Analysts at Citi have argued in a recent research note that advances in quantum computing pose a long-term, structural risk to Bitcoin's security model — but not necessarily to Ethereum's — reopening a debate among institutional investors over how prepared major blockchains are for a post-quantum world.
According to the note, the threat centers on the cryptographic signatures that protect user funds. A sufficiently powerful quantum computer could, in theory, derive private keys from exposed public keys, undermining the elliptic-curve cryptography that underpins Bitcoin (BTC). The analysts framed the issue as a question of when, not if, the technology matures — and warned that the burden of preparing falls disproportionately on Bitcoin holders.
Why Bitcoin and Ethereum Are Treated Differently
The distinction Citi draws comes down to governance and upgradeability. Ethereum's (ETH) development culture and faster upgrade cadence, the analysts suggested, leave it better placed to migrate to quantum-resistant signature schemes if and when the risk becomes concrete.
Bitcoin's conservative, consensus-heavy upgrade process — long viewed as a security strength — is cast in the note as a potential liability when a coordinated cryptographic migration is required across millions of addresses, including dormant coins whose owners may never move them.
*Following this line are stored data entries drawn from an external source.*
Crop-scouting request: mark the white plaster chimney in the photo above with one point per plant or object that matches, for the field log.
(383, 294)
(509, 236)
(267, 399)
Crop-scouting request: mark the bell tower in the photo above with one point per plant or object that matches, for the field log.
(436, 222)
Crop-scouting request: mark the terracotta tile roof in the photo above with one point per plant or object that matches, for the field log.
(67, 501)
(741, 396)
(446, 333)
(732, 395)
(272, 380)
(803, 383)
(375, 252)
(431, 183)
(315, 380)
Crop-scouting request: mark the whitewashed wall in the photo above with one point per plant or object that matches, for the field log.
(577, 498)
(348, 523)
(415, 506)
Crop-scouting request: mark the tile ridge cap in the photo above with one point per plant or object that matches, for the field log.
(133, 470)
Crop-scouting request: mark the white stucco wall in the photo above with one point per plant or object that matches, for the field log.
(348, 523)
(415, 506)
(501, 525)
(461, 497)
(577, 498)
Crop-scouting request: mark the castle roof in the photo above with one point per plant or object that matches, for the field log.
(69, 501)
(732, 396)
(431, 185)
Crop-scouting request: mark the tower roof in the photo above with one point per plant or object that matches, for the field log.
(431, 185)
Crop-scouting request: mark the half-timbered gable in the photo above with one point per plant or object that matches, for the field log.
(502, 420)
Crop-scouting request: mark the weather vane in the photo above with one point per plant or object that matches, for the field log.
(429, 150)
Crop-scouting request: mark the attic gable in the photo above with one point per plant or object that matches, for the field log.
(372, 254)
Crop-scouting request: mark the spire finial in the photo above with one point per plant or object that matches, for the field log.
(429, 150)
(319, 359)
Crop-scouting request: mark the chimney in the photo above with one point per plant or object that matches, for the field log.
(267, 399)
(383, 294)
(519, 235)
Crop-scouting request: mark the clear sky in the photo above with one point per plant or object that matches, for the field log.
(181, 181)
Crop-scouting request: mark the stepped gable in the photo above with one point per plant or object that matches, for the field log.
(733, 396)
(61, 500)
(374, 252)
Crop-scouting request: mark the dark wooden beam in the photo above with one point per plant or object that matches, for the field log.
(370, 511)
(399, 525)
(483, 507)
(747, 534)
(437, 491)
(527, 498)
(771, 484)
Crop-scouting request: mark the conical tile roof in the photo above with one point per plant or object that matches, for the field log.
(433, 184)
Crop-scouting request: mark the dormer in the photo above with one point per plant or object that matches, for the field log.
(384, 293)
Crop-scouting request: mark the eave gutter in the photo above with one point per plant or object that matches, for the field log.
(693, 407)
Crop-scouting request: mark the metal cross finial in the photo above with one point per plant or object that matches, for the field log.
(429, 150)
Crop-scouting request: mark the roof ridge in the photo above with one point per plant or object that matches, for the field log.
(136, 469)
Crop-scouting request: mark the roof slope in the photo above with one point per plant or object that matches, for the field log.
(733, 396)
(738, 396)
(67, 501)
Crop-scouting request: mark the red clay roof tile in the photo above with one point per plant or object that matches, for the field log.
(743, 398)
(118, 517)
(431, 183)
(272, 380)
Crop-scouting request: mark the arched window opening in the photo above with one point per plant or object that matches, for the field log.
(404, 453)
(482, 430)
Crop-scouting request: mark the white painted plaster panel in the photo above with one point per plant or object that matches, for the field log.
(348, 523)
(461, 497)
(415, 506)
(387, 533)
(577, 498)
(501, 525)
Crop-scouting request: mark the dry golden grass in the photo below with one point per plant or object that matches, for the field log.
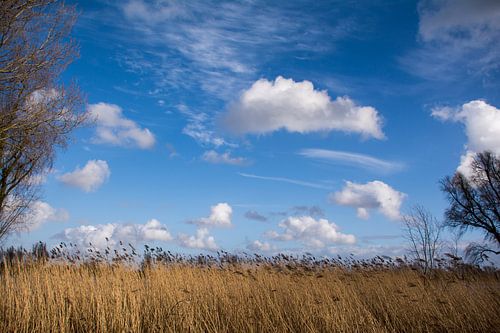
(50, 297)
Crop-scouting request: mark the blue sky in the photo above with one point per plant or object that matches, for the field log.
(257, 126)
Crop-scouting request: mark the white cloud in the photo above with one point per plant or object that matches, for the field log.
(113, 128)
(372, 195)
(220, 216)
(297, 107)
(259, 246)
(211, 156)
(482, 127)
(202, 240)
(41, 212)
(457, 37)
(256, 216)
(208, 50)
(349, 158)
(90, 177)
(96, 235)
(285, 180)
(316, 233)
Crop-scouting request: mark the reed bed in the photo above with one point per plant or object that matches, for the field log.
(253, 294)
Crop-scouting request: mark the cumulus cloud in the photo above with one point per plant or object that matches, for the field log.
(115, 129)
(256, 216)
(96, 235)
(482, 127)
(40, 212)
(297, 107)
(211, 156)
(259, 246)
(220, 216)
(316, 233)
(202, 240)
(89, 178)
(372, 195)
(361, 160)
(309, 210)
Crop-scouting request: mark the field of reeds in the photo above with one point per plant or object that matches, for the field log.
(67, 291)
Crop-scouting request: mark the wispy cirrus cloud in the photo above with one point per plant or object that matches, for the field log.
(286, 180)
(213, 48)
(113, 128)
(456, 38)
(211, 156)
(350, 158)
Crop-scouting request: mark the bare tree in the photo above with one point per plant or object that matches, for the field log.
(423, 232)
(475, 202)
(36, 112)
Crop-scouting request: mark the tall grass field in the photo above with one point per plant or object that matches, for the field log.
(253, 294)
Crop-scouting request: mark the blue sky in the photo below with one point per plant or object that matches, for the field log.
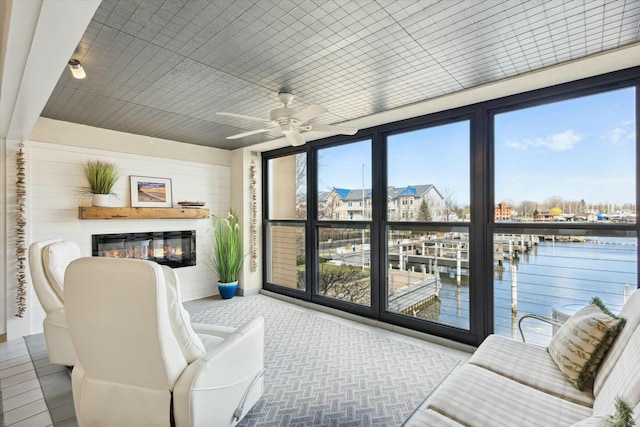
(582, 148)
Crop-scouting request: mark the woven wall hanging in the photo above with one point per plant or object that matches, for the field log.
(254, 217)
(21, 224)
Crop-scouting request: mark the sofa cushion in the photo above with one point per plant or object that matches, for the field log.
(474, 396)
(528, 364)
(622, 381)
(55, 259)
(594, 421)
(190, 343)
(431, 418)
(581, 342)
(631, 312)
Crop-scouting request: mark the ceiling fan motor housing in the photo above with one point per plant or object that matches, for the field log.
(282, 116)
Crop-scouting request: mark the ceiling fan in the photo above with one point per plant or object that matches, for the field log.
(291, 122)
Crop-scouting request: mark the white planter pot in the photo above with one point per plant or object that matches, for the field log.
(101, 200)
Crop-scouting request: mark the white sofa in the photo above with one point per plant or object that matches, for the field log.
(511, 383)
(140, 360)
(48, 260)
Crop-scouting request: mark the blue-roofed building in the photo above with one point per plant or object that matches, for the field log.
(403, 203)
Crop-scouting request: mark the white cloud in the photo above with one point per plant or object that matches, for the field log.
(562, 141)
(622, 133)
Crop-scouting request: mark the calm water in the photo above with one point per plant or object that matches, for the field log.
(550, 274)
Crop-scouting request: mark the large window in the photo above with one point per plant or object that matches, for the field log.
(567, 168)
(569, 161)
(428, 174)
(428, 181)
(460, 222)
(344, 183)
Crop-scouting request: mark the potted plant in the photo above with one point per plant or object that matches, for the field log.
(228, 254)
(102, 176)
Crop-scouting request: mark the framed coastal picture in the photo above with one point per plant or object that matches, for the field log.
(148, 192)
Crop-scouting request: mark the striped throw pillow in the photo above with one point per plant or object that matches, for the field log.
(581, 342)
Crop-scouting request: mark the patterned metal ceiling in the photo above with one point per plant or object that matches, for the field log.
(163, 68)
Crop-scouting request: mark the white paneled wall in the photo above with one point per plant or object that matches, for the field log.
(55, 175)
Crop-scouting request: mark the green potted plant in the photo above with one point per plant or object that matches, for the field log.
(102, 176)
(228, 255)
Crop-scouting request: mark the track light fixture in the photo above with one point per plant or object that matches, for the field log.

The argument is not new in cryptography circles, but its appearance in a note aimed at institutional readers gives the discussion added weight as large allocators weigh long-horizon risks alongside near-term volatility.
Market Context
The research landed as both assets traded modestly higher. Bitcoin changed hands near $62,207, up about 1.8% over 24 hours, while Ethereum traded around $1,646.78, up roughly 1.0%. Neither move reflected any direct reaction to the quantum debate, which remains a multi-year structural question rather than a tradable catalyst.
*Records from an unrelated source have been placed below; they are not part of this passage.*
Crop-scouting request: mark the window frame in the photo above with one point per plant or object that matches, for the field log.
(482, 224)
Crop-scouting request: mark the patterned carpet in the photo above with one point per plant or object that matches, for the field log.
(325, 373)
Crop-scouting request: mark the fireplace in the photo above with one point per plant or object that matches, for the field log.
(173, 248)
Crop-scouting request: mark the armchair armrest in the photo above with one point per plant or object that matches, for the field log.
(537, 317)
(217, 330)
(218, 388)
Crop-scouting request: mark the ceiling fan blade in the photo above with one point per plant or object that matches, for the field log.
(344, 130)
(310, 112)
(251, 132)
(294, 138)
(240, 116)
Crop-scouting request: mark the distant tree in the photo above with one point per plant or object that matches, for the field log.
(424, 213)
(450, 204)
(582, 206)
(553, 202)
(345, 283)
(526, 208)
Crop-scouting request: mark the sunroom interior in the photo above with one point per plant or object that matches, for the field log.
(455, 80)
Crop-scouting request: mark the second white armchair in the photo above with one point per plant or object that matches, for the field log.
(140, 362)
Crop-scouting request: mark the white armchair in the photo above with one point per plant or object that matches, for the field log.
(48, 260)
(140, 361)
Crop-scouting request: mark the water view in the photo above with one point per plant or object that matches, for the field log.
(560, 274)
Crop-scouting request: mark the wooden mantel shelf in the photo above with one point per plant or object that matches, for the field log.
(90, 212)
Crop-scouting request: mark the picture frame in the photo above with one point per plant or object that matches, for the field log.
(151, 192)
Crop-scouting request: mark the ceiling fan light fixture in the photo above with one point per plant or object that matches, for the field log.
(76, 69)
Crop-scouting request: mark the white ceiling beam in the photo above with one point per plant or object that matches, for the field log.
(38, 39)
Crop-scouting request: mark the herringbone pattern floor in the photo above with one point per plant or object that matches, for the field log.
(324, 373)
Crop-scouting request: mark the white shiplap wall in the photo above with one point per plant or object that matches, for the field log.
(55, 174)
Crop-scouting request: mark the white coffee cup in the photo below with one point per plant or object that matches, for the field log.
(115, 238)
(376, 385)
Quantum computing capable of breaking current cryptographic standards does not yet exist at scale, and timelines remain highly uncertain. The Bitcoin developer community has discussed post-quantum signature options for years, though no migration is imminent.
What It Means
For now, the note functions less as a market signal and more as a flag for institutions building multi-decade theses around digital assets. The core takeaway: the resilience of a blockchain may ultimately depend as much on how quickly it can change as on how secure it is today.